Kedua, tidak membalas kejahatan dengan kejahatan. Rasul Paulus menasehati jemaat di Roma supaya jangan membalas kejahatan dengan kejahatan, tetapi melakukan apa yang baik bagi semua orang (bdk. Rm. 12:17). “Janganlah kamu kalah terhadap kejahatan, tetapi kalahkanlah kejahatan dengan kebaikan” (Rm. 12:21). Ketika mengalami perlakuan jahat dari orang lain, tidak perlu membenci pelakunya tetapi tetap ramah terhadapnya (bdk.Rm. 12:20a). Semangat yang diajarkan Rasul Paulus ini kiranya menjadi sumber inspirasi dan pemicu semangat bagi umat katolik untuk melakukan kebaikan ditengah masyarakat Indonesia yang majemuk dan terus berubah.
Ketiga, bangkit bersama Yesus untuk membebaskan diri dari berbagai krisis sosial ekonomi (kemiskinan, pengangguran) dan politik (korupsi, penyalahgunaan kuasa dan wewenag) yang menimpa bangsa Indonesia dari waktu ke waktu. Membangun dan membaharui tekad bersama untuk mewujudkan cita-cita luhur bangsa kita yaitu merdeka, bersatu, berdaulat, adil dan makmur. Berjuang dan melindungi hak-hak asasi setiap warga negara di bidang politik, ekonomi, pendidikan dan kesehatan serta mengotrol mekanisme demokrasi di tanah air supaya aspirasi rakyat semakin mendapat tempat.
Keempat, melakukan pendidikan politik bagi warga Gereja dengan maksud agar umat katolik semakin sadar politik, tahu akan hak dan kewajibannya dan mau terlibat aktif dalam politik. Pendidikan politik dimengerti sebagai bagian integral dari pembinaan iman seluruh anggota Gereja termasuk para calon katekis, imam dan kaum religius (KWI: Tanggung Jawab, 2009).
Penutup
Konsep Gereja sebagai Umat Allah telah membuka pintu sangat lebar bagi keterlibatan Gereja dalam kehidupan sosial-politik. Keterlibatan Gereja dalam politik ini berakar pada panggilan dan tugas suci Gereja untuk menjadi terang dan garam dunia atas cara menegakan moral politik yang benar yaitu politik yang mengupayakan keadilan, kebaikan, kesejahteraan bersama serta penghargaan terhadap hak asasi manusia.
Amanat Yesus supaya menjadi terang dan garam dunia dapat dijalankan dalam berbagai cara sesuai dengan keahlian, keterampilan, hati nurani dan pilihan jujur dari masing-masing orang.
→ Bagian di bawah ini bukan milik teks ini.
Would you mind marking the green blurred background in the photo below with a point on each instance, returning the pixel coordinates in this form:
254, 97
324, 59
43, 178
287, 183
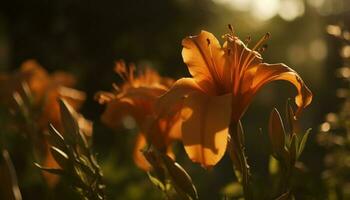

Meskipun menempu cara berbeda namun setiap umat beriman katolik harus selalu saling mengasihi dan menghormati karena masing-masing membawa amanat yang sama, yaitu “berlaku adil, setia dan rendah hati di hadapan Allah” (bdk. Mikha 6: 8).
Keberhasilan menjadi terang dan garam dunia itu diukur dari usaha dan perjuangan umat katolik memberi jaminan dan penegasan nasional bahwa Pancasila dan Undang-Undang Dasar Negara Republik Indonesia 1945 tetap dipertahankan sebagai dasar negara dan acuan kehidupan bermasyarakat, berbangsa dan bernegara. Selain memberi penegasan dan kepastian bahwa politik nasional tetap berorientasi kepada kelestarian Negara Kesatuan Republik Indonesia, pelaksanaan kebebasan beragama, terwujudnya pemerintahan yang adil dan bersih. Semoga Allah yang memulai pekerjaan yang baik hari ini di antara kita berkenan menyelesaikannya pula (Filipi 1:6).